И ночью, когда никто меня не видел, я спрятался в домике на дереве и просидел там до самого утра… Я плакал, разговаривая с дедом, рассказывая ему свои яркие воспоминания… но, несмотря на то, что я был один, в ту ночь я был не одинок. Я знал, что дед рядом со мной, что он надежно укроет меня от злого ветра грядущих перемен. Его мудрость осталась во мне…
В ту ночь, несмотря ни на душевную пустоту, ни на беспомощность, я чувствовал себя в безопасности. Но мне тогда было только пятнадцать, а потому утром я, конечно, ругал себя за эту излишнюю сентиментальность. Домик на дереве показался мне местом слабости, а не крепостью. А потому в тот же день разломал это место.
Однако с годами я понял одну важную вещь: крепость – это не место, это состояние души. И стоит тебе ее единожды построить, она навсегда останется с тобой».
Мои губы растягиваются в смущенной улыбке, когда я читаю его подпись: «Твой папа-утка». Это прозвище я дала отцу, когда он впервые пришел домой в ярко-желтой строительной каске.
«Привет, папа-утка!
К счастью, у меня никогда не будет такой истории. Ведь мой отец всегда рядом со мной, хотя и без домика на дереве. Но я рада, что ты со мной поделился. Теперь у нас стало одним секретом больше.
Хотела бы и я найти свой замок… но, кажется, стоит мне к нему приблизиться, как он тут же рассыплется… от нахлынувших воспоминаний. Я снова остаюсь стоять одна на пустом и холодном морском берегу моей уже взрослой жизни.
До замка еще далеко, папа.
Пока я все еще пробираюсь через густую чащу, где за каждым раскидистым деревом мерещится мой враг… я точно знаю, он где-то здесь… наблюдает за мной, прислушивается, принюхивается… он что-то задумал, но я не могу понять, что… это сводит меня с ума. Он запутывает свои следы, и я хожу по кругу. Как будто это уже не мой лес, а его.

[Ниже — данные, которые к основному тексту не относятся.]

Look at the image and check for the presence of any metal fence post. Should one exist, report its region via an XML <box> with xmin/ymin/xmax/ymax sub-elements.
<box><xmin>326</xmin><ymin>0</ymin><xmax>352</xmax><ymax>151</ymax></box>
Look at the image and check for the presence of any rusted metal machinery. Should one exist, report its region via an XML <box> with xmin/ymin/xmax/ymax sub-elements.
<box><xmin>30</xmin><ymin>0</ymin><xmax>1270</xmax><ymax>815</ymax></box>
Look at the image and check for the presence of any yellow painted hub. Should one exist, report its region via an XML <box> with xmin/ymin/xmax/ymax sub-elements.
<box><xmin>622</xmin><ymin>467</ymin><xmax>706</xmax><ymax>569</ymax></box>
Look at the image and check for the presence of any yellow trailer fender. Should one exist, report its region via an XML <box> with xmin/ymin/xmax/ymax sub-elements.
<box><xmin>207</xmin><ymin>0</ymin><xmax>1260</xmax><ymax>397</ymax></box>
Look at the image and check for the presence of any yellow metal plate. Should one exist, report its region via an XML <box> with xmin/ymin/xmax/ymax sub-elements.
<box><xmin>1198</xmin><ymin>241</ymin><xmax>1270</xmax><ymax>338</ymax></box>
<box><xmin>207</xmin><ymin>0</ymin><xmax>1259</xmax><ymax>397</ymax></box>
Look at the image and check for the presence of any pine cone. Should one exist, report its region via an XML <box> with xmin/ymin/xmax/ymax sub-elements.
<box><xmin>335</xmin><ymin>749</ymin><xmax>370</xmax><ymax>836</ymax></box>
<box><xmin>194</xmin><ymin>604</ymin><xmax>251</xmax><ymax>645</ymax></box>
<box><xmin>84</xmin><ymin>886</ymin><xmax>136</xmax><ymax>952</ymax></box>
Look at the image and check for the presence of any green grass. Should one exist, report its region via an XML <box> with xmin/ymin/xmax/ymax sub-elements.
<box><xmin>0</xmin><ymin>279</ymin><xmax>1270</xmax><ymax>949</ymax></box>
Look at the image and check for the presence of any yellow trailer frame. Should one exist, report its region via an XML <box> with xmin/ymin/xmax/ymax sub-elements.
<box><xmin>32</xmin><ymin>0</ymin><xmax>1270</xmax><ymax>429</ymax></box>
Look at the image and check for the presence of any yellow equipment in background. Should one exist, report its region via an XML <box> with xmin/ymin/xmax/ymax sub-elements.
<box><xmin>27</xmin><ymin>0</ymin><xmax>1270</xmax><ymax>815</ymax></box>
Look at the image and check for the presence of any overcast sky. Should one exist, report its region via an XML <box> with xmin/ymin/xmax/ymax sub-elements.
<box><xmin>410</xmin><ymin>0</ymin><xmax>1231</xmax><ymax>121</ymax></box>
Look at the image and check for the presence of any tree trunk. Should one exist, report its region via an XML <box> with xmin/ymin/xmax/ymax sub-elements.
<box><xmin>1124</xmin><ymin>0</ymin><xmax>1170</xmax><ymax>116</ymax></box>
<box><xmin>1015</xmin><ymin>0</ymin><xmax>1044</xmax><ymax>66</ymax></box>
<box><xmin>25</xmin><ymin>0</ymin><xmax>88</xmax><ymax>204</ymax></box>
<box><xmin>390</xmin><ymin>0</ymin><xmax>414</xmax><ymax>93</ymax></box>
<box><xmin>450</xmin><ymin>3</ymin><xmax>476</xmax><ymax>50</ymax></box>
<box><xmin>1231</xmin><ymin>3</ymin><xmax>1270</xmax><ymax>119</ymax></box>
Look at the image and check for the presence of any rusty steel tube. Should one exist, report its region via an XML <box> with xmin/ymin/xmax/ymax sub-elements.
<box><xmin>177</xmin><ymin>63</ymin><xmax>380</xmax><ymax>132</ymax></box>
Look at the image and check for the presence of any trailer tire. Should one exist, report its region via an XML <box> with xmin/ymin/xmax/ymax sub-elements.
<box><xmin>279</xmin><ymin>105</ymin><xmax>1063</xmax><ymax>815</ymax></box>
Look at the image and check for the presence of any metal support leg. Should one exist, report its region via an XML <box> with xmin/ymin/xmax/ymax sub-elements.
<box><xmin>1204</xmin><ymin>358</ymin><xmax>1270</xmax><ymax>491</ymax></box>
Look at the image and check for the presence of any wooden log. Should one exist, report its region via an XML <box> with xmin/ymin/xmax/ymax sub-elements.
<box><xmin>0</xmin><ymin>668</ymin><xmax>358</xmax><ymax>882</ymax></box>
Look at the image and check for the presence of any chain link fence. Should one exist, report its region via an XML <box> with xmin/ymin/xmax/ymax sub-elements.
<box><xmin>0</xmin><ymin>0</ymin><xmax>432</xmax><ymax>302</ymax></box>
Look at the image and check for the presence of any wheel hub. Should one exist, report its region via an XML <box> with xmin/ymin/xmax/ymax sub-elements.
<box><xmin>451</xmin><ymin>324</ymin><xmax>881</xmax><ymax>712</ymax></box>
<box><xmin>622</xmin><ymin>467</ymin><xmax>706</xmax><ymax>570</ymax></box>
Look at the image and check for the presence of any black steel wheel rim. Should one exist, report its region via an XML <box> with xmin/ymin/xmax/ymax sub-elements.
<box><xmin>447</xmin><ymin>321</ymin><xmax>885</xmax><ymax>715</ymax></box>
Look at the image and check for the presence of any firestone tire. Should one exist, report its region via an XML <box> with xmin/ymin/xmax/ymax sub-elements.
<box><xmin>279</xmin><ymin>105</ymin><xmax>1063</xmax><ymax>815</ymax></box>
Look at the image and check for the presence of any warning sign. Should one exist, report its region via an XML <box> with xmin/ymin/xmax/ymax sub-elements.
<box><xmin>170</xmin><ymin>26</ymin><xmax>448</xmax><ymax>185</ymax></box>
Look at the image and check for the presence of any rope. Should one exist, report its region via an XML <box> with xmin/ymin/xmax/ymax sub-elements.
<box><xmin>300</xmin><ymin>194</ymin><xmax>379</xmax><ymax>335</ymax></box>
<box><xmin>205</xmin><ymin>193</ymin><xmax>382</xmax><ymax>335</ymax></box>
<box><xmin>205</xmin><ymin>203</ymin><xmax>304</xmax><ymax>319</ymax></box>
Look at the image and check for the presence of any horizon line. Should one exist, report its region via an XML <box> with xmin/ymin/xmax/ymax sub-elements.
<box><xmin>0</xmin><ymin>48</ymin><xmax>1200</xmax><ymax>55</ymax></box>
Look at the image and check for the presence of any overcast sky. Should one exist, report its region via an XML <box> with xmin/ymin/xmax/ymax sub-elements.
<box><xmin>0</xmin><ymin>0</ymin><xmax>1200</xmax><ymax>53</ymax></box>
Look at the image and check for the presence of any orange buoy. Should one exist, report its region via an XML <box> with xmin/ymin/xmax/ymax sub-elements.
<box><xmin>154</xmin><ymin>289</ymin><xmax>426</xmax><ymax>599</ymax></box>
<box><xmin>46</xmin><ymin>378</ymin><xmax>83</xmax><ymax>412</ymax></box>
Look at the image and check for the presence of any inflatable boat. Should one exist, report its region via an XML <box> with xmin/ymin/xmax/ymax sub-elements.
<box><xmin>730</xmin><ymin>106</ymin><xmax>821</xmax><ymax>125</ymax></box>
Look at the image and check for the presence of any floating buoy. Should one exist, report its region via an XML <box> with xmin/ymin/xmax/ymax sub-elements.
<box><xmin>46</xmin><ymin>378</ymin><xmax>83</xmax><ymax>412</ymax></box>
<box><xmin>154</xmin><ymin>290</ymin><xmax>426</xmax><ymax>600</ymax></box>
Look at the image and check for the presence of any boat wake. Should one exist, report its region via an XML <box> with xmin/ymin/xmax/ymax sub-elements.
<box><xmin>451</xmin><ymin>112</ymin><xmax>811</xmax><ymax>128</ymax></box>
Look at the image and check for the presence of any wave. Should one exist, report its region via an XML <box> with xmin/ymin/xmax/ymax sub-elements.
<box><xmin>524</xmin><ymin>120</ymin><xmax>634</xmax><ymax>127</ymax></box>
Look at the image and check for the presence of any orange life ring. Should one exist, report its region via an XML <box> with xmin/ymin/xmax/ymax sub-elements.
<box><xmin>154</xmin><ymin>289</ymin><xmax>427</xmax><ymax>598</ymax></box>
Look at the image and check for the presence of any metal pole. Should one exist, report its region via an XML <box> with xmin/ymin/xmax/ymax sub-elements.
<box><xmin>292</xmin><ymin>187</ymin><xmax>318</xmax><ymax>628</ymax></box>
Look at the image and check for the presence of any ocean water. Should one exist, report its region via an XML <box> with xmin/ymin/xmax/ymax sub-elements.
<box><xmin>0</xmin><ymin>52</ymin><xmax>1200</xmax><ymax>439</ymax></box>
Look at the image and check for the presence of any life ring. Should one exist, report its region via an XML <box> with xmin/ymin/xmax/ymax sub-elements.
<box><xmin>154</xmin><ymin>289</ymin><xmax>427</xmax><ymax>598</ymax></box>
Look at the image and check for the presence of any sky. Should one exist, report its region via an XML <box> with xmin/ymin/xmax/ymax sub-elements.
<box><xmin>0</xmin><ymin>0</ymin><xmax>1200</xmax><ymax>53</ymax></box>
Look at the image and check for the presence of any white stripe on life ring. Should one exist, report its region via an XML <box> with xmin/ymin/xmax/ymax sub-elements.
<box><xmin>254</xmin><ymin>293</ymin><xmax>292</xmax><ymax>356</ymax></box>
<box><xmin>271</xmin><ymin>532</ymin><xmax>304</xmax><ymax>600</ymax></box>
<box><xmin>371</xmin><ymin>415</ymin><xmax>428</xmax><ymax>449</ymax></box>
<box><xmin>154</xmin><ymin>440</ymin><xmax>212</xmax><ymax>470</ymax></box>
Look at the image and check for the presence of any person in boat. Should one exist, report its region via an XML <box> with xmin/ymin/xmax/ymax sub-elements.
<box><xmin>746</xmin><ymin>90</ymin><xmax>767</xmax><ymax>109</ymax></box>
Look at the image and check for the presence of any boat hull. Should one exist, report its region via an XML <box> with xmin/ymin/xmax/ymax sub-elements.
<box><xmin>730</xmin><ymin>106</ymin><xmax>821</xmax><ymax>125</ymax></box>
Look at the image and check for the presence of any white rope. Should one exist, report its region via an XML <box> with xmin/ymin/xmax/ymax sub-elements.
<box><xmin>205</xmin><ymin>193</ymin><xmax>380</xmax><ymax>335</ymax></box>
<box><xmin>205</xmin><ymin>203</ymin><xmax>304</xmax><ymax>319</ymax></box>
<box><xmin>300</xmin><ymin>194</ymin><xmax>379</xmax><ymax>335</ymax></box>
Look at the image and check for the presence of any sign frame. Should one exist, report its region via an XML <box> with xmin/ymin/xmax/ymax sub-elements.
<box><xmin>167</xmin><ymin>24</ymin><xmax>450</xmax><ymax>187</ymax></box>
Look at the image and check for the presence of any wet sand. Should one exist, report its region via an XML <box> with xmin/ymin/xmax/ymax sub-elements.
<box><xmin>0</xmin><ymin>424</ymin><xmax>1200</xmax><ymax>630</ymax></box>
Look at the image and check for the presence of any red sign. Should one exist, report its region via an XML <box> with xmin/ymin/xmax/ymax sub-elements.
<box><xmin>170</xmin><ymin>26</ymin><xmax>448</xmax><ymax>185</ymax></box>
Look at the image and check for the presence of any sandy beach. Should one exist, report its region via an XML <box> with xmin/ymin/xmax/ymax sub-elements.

Я заблудилась в этом лесу, понимаешь? А мне так хочется снова выйти к морю. Жить свою жизнь, ту, какой она могла быть, если бы…
В моей жизни так много переменных…
Кажется, я окончательно запуталась. И он вновь вынуждает меня сделать выбор…»
Я дважды перечитываю свое письмо, после чего ставлю подпись – «Твой Светлячок» и только после этого нажимаю кнопку «отправить».
Вот уже больше двадцати минут, как экран моего лаптопа сохраняет свою статичность, и я невидящими глазами смотрю на текст, не пытаясь прочитать и строчки из этой криминальной заметки.
Я знаю ее наизусть, но сильнее прочих цепких слов и мыслей, которыми автор щедро наполнил свой небольшой текст, в голове у меня пульсирует только одно: «Нью-Йоркский скопец». А на столе исчерканный лист бумаги жестоко напоминает о тщетных попытках понять, кто же он такой, Нью-Йоркский скопец. Я все еще держу наготове карандаш, в надежде на внезапное озарение, но чуда не происходит. Очевидно одно, он существует, и уже порядка пяти лет безнаказанно убивает и оскверняет тела женщин, воплощая в жизнь неведомый мне замысел…
– Он убивает один раз в год… при условии, конечно, что я нашла всех, но их явно не много… – бубню я, тыча затупившийся стержень карандаша в бумажный лист. – Почему такой длинный период охлаждения? Может быть, это форма аккуратности? Попытка не засветиться? Значит, он не одержим какой-то идеей… не пытается воплотить в жизнь какой-то замысел… реализовать свою фантазию… это больше похоже на своеобразную месть, нежели на попытку подчинить… но почему оскопление?
От этих нескончаемых вопросов у меня звенит в голове. Закрываю уши руками, пытаясь сконцентрироваться на чем-то одном, но уже в следующий миг от бессилия хватаю телефон.
– Мерида, рад слышать! – отвечает Кевин, когда я уже собираюсь положить трубку. Голос у него запыхавшийся, точно он бежал марафон.